With a mere five days until Election Day, two of Mitt Romney's most high-profile supporters aren't exactly helping his cause.
First, there's Chris Christie. The Republican governor of New Jersey and Romney surrogate has been making headlines all week after praising President Obama's handling and response to Hurricane Sandy. On Wednesday he spoke glowingly about their "great working relationship to make sure that we're doing the jobs that people elected us to do." He added, "I cannot thank the president enough for his personal concern and passion."

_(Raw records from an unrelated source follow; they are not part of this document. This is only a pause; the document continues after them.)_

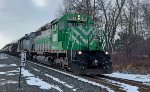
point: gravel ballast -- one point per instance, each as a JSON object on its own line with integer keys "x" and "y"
{"x": 53, "y": 80}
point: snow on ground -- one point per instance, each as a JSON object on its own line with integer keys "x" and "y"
{"x": 3, "y": 56}
{"x": 58, "y": 80}
{"x": 31, "y": 80}
{"x": 8, "y": 82}
{"x": 126, "y": 87}
{"x": 145, "y": 79}
{"x": 61, "y": 82}
{"x": 80, "y": 79}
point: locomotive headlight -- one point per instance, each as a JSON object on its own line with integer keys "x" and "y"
{"x": 79, "y": 52}
{"x": 106, "y": 53}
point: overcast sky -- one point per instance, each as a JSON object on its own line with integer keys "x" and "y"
{"x": 19, "y": 17}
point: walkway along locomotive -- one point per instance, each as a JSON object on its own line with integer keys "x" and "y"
{"x": 69, "y": 42}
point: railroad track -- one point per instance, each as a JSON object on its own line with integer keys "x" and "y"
{"x": 141, "y": 86}
{"x": 102, "y": 79}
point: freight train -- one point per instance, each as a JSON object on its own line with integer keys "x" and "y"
{"x": 70, "y": 42}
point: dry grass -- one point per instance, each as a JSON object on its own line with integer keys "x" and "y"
{"x": 131, "y": 64}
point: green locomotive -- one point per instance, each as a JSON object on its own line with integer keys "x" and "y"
{"x": 70, "y": 42}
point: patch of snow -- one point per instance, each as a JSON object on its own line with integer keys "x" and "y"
{"x": 62, "y": 82}
{"x": 8, "y": 82}
{"x": 7, "y": 65}
{"x": 3, "y": 56}
{"x": 145, "y": 79}
{"x": 126, "y": 87}
{"x": 2, "y": 72}
{"x": 38, "y": 82}
{"x": 79, "y": 78}
{"x": 13, "y": 71}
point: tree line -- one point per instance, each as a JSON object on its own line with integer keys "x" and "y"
{"x": 126, "y": 23}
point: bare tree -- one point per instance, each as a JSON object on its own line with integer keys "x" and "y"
{"x": 111, "y": 15}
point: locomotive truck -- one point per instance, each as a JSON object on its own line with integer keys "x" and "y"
{"x": 69, "y": 42}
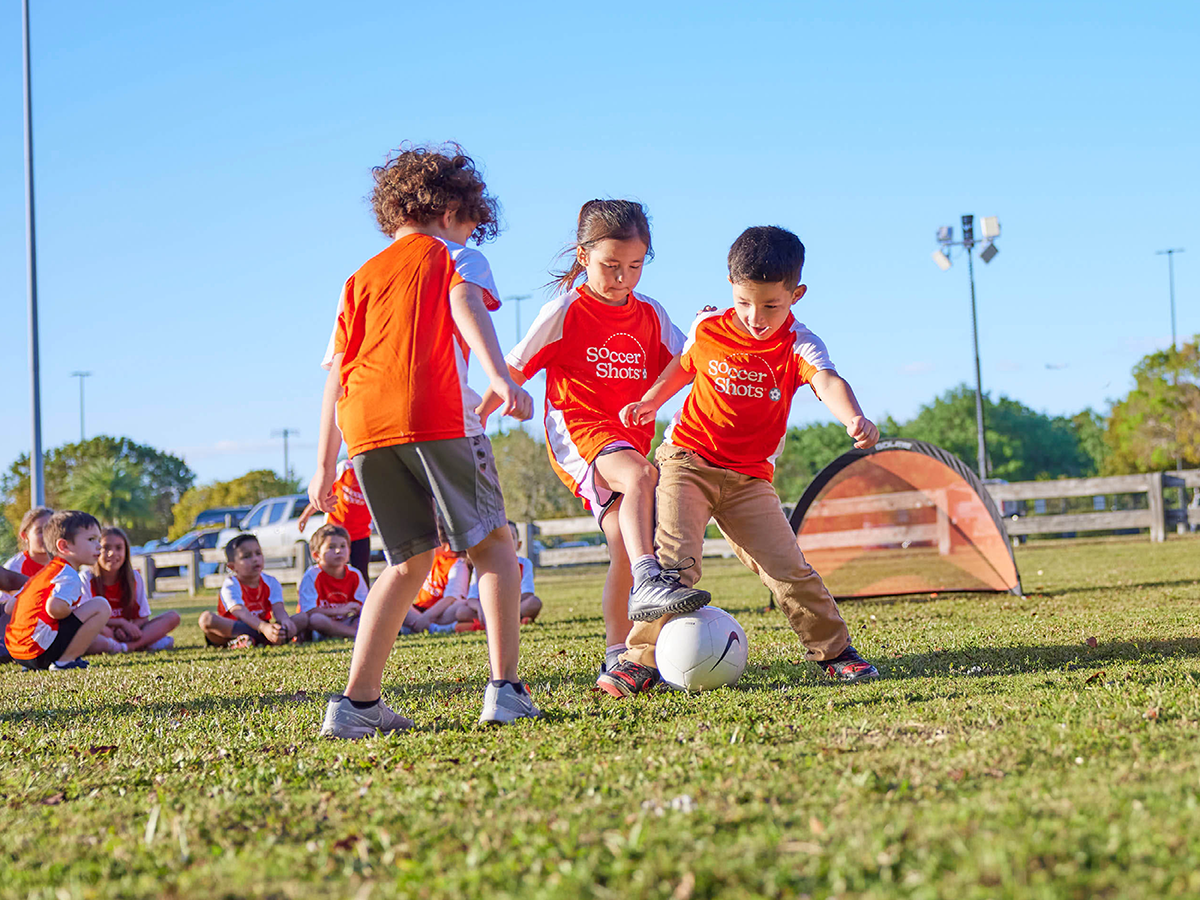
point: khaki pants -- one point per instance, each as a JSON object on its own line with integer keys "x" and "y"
{"x": 748, "y": 511}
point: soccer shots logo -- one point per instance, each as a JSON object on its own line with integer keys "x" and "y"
{"x": 622, "y": 357}
{"x": 744, "y": 375}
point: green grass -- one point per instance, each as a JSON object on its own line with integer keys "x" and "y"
{"x": 1000, "y": 757}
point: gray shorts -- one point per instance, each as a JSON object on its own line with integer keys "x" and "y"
{"x": 412, "y": 487}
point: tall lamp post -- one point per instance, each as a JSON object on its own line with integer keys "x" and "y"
{"x": 81, "y": 376}
{"x": 990, "y": 229}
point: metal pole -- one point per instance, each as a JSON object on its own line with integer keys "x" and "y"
{"x": 36, "y": 480}
{"x": 975, "y": 333}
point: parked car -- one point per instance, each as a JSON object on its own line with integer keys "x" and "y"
{"x": 226, "y": 516}
{"x": 274, "y": 522}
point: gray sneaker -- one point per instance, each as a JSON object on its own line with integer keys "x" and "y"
{"x": 504, "y": 703}
{"x": 342, "y": 720}
{"x": 665, "y": 594}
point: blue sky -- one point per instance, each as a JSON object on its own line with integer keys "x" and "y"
{"x": 202, "y": 173}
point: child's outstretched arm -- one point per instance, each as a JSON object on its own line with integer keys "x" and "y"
{"x": 672, "y": 381}
{"x": 835, "y": 393}
{"x": 475, "y": 327}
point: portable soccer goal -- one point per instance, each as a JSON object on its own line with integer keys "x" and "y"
{"x": 904, "y": 517}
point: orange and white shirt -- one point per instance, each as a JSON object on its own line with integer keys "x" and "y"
{"x": 258, "y": 599}
{"x": 31, "y": 629}
{"x": 736, "y": 414}
{"x": 405, "y": 361}
{"x": 319, "y": 589}
{"x": 349, "y": 504}
{"x": 450, "y": 576}
{"x": 24, "y": 564}
{"x": 95, "y": 587}
{"x": 598, "y": 358}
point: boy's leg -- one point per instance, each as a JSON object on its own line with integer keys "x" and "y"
{"x": 755, "y": 525}
{"x": 383, "y": 613}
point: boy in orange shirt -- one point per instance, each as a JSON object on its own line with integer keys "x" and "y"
{"x": 719, "y": 455}
{"x": 53, "y": 624}
{"x": 397, "y": 394}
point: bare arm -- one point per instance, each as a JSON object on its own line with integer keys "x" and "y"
{"x": 837, "y": 394}
{"x": 672, "y": 381}
{"x": 475, "y": 327}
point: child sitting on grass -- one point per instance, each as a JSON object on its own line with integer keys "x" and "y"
{"x": 130, "y": 627}
{"x": 53, "y": 623}
{"x": 250, "y": 600}
{"x": 331, "y": 592}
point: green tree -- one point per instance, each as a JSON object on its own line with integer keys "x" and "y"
{"x": 165, "y": 477}
{"x": 114, "y": 491}
{"x": 1158, "y": 421}
{"x": 244, "y": 491}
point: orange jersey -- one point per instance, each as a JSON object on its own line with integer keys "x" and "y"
{"x": 736, "y": 414}
{"x": 349, "y": 505}
{"x": 319, "y": 589}
{"x": 405, "y": 363}
{"x": 31, "y": 629}
{"x": 598, "y": 358}
{"x": 449, "y": 575}
{"x": 258, "y": 599}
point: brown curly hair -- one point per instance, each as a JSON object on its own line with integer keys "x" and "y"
{"x": 417, "y": 185}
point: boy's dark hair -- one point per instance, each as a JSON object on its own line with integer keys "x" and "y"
{"x": 599, "y": 221}
{"x": 323, "y": 534}
{"x": 417, "y": 185}
{"x": 237, "y": 541}
{"x": 767, "y": 253}
{"x": 66, "y": 525}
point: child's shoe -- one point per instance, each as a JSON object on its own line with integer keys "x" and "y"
{"x": 347, "y": 721}
{"x": 505, "y": 702}
{"x": 849, "y": 667}
{"x": 627, "y": 678}
{"x": 664, "y": 593}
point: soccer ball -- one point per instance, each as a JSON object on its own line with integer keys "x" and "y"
{"x": 702, "y": 649}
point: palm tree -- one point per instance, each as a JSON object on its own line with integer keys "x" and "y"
{"x": 112, "y": 490}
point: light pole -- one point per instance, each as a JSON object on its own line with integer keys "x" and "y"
{"x": 286, "y": 433}
{"x": 990, "y": 228}
{"x": 36, "y": 480}
{"x": 1170, "y": 275}
{"x": 81, "y": 376}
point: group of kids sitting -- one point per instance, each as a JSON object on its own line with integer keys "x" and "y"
{"x": 396, "y": 394}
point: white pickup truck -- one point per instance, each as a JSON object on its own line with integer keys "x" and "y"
{"x": 274, "y": 522}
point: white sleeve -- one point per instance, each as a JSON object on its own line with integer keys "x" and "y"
{"x": 309, "y": 589}
{"x": 457, "y": 581}
{"x": 545, "y": 330}
{"x": 526, "y": 575}
{"x": 231, "y": 593}
{"x": 360, "y": 591}
{"x": 139, "y": 589}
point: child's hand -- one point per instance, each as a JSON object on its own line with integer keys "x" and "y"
{"x": 639, "y": 413}
{"x": 863, "y": 431}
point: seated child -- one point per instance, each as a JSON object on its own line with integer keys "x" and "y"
{"x": 250, "y": 599}
{"x": 130, "y": 627}
{"x": 719, "y": 455}
{"x": 471, "y": 612}
{"x": 53, "y": 623}
{"x": 331, "y": 592}
{"x": 444, "y": 587}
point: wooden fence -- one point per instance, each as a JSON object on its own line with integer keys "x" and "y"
{"x": 1156, "y": 517}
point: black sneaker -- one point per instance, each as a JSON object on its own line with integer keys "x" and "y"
{"x": 627, "y": 678}
{"x": 849, "y": 667}
{"x": 664, "y": 593}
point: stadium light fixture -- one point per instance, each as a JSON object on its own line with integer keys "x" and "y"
{"x": 989, "y": 227}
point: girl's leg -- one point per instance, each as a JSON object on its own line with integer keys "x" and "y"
{"x": 383, "y": 613}
{"x": 499, "y": 594}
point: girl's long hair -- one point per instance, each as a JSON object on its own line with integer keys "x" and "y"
{"x": 603, "y": 220}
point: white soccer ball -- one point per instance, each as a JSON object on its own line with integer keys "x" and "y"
{"x": 700, "y": 651}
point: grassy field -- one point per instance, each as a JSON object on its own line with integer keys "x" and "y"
{"x": 1001, "y": 756}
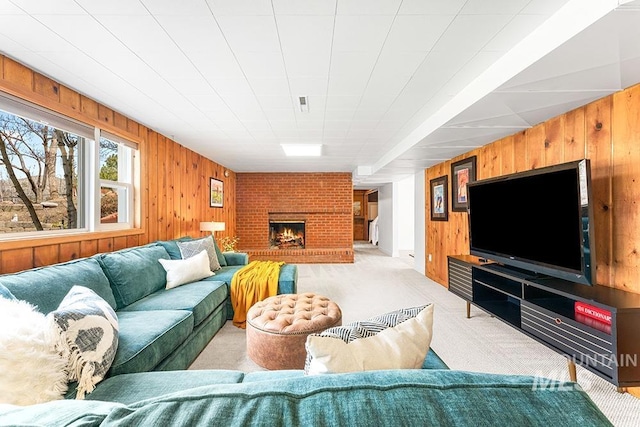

It must have been a painful moment for Romney, who this time last year praised Christie as someone who's "a real hero in Republican circles because he's a man who's been forthright." That forthrightness is now coming back to bite Romney. Nearly 80% of those polled think Obama's doing a "good" or "excellent" job handling the Sandy response.
Then there's former President George W. Bush, who is giving the keynote address at an investment summit in the Cayman Islands today. The only positive for Romney is that Bush's appearance is off the beaten path of the political news media, rather than front and center like the Obama-Christie friendship tour. To Bush's credit, he's never been full-throated in his support for Romney to begin with, having initially endorsed his fellow Republican from an elevator as the doors were closing.
Still, Romney certainly doesn't need anyone to be reminded about all the millions of dollars he keeps in offshore accounts in the Caymans, especially when Obama has consistently lead in polls asking "who best understands your problems?" and when two-thirds of Americans believe Romney will follow Bush policies.
With more and more state polls breaking for Obama only five days out, the Romney camp needs all the help they can get - particularly from their own team.